Değerleme çalışmalarında belki de en çok önem arz edecek kalemlerden birisi stoklar diğeri ise alacaklar kalemidir. Anlaşılacağı üzere, faaliyeti sona eren işletmelerde stokların nakte çevrilmesi ve alacakların tahsili oldukça güç olabilecektir. Bu iki kalemin özenle incelenmesinde fayda vardır.

Net aktif değeri yöntemi konusunda olumlu düşünenler, şirketi satın alan kişi veya grupların firmanın geçmiş performansını gösteremeyebileceğini ileri sürerler ve geçmiş yıl kârlarının da gerçekleşmeyebileceğini savunurlar. Bu nedenle, net aktif değer yönteminin önemli olduğunu ve değerleme için bu yöntemin uygun olduğunu belirtirler (Chambers, 2009: 213).

Bu yöntem gerçekten basit ve tarafsızlık açısından son derece uygun bir yöntemdir. Çünkü veriler piyasa verilerine göre düzeltilmektedir ve uygulaması da oldukça kolaydır. Fakat olumlu yanlarına karşılık bu yöntemin kimi sakıncaları da mevcuttur. Örneğin aktif ve pasif değerlerin cari değerlerini bulmada borsa değeri gibi objektif ölçütlerin olmadığı hallerde yöntem oldukça subjektif bir özellik taşıyacaktır.
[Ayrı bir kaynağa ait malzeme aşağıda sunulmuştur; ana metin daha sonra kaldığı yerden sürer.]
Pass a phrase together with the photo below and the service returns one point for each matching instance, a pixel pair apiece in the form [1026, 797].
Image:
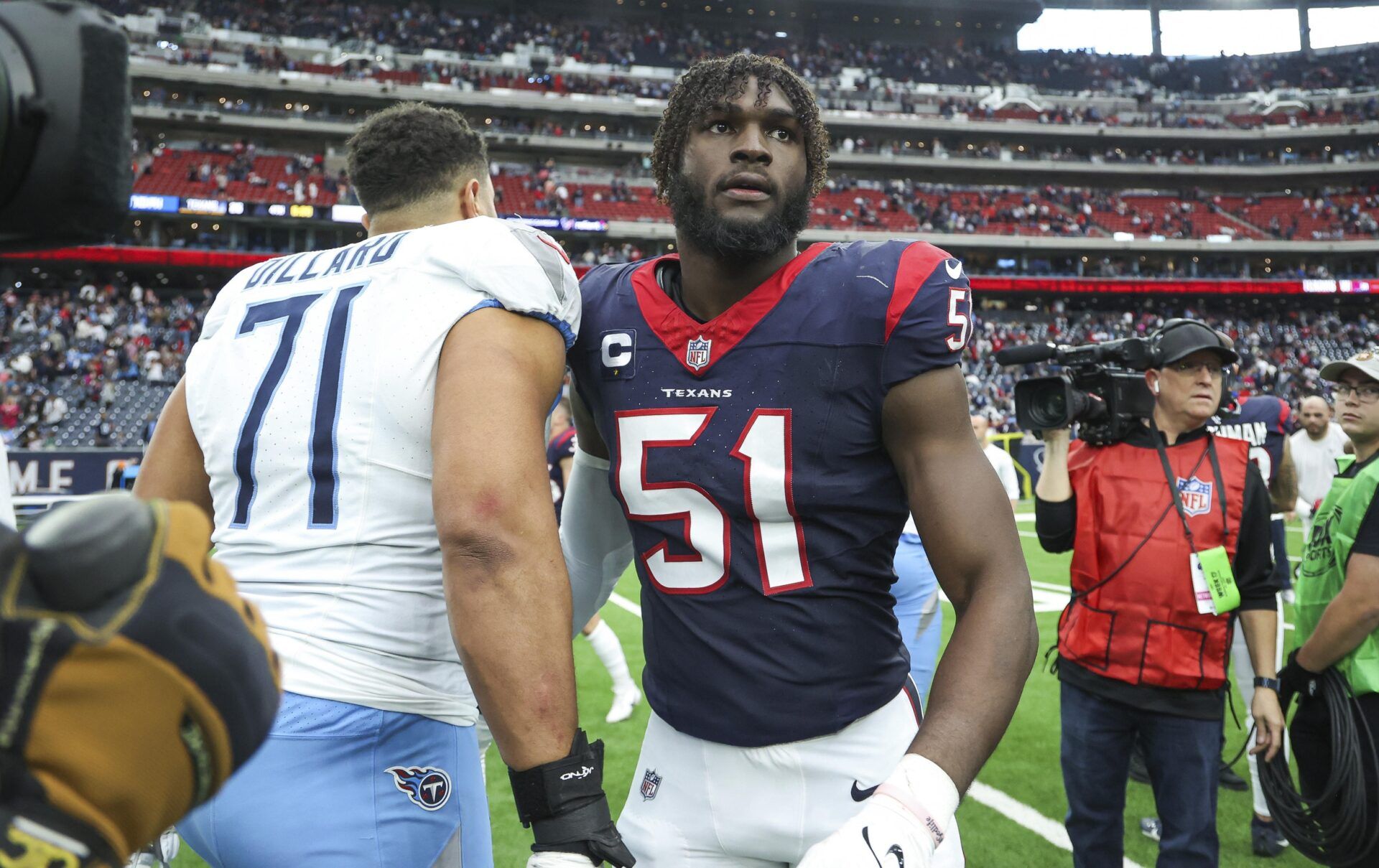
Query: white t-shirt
[1316, 460]
[310, 393]
[1004, 466]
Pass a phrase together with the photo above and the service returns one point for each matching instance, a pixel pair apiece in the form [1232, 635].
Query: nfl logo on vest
[1196, 496]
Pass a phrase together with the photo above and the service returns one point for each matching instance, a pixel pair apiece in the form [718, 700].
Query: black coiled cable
[1332, 827]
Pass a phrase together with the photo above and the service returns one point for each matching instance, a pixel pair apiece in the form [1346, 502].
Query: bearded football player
[761, 421]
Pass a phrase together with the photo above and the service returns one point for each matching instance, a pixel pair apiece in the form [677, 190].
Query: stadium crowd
[72, 356]
[87, 365]
[623, 43]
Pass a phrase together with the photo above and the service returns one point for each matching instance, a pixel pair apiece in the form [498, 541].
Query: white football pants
[707, 805]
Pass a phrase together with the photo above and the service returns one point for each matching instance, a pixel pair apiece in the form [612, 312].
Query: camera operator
[1338, 590]
[1143, 644]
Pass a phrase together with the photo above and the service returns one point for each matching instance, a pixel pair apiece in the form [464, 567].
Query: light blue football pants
[341, 785]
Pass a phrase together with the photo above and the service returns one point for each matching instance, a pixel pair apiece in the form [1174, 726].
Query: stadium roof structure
[1200, 4]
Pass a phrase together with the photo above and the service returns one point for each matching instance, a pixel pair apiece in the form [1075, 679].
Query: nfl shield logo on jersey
[697, 353]
[1196, 496]
[427, 787]
[650, 783]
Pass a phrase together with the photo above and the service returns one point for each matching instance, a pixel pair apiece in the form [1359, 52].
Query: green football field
[1021, 785]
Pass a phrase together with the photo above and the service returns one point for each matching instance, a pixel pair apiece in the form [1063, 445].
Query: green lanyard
[1211, 566]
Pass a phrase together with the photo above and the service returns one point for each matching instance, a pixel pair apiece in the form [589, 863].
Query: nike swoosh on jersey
[894, 851]
[862, 795]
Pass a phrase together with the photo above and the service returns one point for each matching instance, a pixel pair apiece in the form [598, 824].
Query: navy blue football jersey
[560, 447]
[1263, 422]
[748, 457]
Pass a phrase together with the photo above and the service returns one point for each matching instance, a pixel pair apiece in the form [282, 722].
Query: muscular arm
[975, 551]
[505, 580]
[1055, 509]
[174, 467]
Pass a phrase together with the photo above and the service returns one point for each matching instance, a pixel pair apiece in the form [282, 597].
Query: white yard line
[1050, 830]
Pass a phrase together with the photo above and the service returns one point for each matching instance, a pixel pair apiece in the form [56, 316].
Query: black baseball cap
[1181, 338]
[1364, 361]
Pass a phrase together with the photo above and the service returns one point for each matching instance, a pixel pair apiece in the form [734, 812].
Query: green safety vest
[1324, 568]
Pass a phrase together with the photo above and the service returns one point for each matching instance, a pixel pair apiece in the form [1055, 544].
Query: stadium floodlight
[64, 124]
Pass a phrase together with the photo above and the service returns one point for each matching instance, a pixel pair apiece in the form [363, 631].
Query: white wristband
[926, 790]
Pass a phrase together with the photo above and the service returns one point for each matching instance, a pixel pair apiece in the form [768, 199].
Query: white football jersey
[310, 394]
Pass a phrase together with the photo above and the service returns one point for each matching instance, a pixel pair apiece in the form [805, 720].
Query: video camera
[1102, 388]
[65, 136]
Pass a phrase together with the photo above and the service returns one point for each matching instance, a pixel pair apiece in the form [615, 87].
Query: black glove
[567, 809]
[1294, 678]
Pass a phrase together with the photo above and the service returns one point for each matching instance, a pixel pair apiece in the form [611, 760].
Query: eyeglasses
[1212, 370]
[1365, 394]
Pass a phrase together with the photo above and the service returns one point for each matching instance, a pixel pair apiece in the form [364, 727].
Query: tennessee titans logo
[650, 784]
[427, 787]
[1196, 496]
[697, 353]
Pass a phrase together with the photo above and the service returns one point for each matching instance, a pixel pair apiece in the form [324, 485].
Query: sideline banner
[75, 472]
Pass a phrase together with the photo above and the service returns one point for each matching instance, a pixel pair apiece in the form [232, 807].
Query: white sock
[605, 644]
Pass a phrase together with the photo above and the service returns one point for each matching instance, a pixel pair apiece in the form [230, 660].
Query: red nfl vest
[1141, 625]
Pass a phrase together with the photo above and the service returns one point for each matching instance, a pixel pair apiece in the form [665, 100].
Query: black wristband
[565, 805]
[554, 787]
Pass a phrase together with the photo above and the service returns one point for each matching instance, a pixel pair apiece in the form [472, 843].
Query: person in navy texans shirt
[761, 419]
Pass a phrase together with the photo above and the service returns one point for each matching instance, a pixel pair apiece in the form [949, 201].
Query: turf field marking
[1050, 830]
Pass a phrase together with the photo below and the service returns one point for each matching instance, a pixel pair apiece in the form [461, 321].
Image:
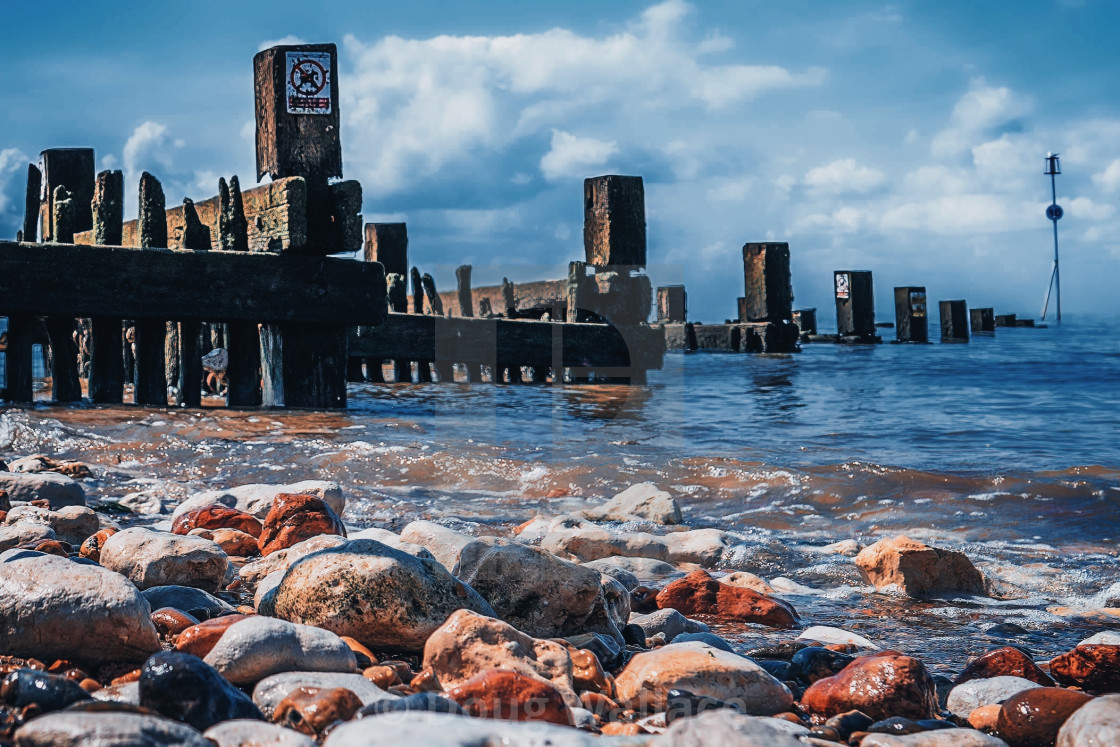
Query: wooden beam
[511, 343]
[158, 283]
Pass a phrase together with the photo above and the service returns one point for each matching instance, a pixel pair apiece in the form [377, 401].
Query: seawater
[1007, 448]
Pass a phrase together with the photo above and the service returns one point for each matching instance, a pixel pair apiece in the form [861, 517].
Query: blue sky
[904, 138]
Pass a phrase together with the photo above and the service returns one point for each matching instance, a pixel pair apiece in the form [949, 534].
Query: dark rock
[186, 689]
[682, 703]
[810, 664]
[49, 692]
[193, 601]
[420, 701]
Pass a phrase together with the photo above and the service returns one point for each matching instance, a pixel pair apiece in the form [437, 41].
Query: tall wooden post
[71, 168]
[912, 320]
[150, 379]
[106, 354]
[31, 204]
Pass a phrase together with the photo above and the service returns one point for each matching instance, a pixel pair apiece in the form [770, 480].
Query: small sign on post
[308, 82]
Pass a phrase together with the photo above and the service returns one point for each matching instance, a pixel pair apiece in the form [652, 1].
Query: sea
[1006, 448]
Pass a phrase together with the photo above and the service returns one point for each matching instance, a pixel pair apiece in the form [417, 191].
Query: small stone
[382, 597]
[540, 594]
[255, 647]
[242, 733]
[86, 729]
[646, 680]
[270, 692]
[917, 569]
[1007, 661]
[295, 517]
[314, 710]
[990, 691]
[669, 622]
[1094, 724]
[1034, 717]
[186, 689]
[216, 516]
[150, 559]
[699, 594]
[468, 644]
[91, 549]
[169, 622]
[641, 501]
[512, 697]
[1091, 666]
[40, 597]
[880, 685]
[187, 599]
[56, 489]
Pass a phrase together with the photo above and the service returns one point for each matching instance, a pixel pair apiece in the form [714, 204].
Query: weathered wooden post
[243, 338]
[150, 386]
[671, 305]
[71, 168]
[982, 319]
[855, 298]
[195, 236]
[66, 385]
[912, 323]
[805, 320]
[954, 321]
[31, 204]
Net aktif değer hesaplama işleminde bazı varlıkların değer tespiti yapılırken kimi zorluklarla karşılaşılmaktadır. Örneğin, firmanın sahip olduğu özel bir varlığın piyasada eşinin ve benzerinin bulunmamasından dolayı, bu varlığın değerini piyasada belirlemek ve tespit etmek oldukça güç olacaktır. Bu varlığa bir değer biçilse bile subjektif bir özellik taşıyacaktır. Buna ilaveten, ikinci el piyasasında varlıklara bir talebin oluşmaması durumunda, teknolojik eskimenin olması halinde, varlığın oldukça kötü durumda olması ve varlığın nakit yaratma yeteneğini kaybetmesi durumunda değerleme konusu varlığın piyasa değeri düşük kalacaktır. Değerleme çalışmalarında genellikle bir uzman görüşü alınarak değer tespiti yapılmaktadır (Yazıcı, 1997: 50).

İndirgenmiş nakit akımları yönteminin değerlemede iyi sonuç vermeme durumlarında, net aktif değer yöntemini kullanmak daha uygun olmaktadır. İndirgenmiş nakit akımı yönteminde şirketin gelecekte muhtemel gelirleri dikkate alındığı için şirketin şerefiye değerini de dolaylı olarak hesaba katmaktadır. Oysa net aktif değer yönteminde, şerefiye hesaba katılmamakta, daha çok durağan bir değerleme modeli özelliği taşımaktadır. Burada gözden kaçmaması gereken bir nokta da, çalışan ve kârlılığı olan tesislerde net aktif değeri yöntemini kullanmak, firmanın değerini olması gereken değerden daha küçük olarak hesaplamaya yol açabilmektedir.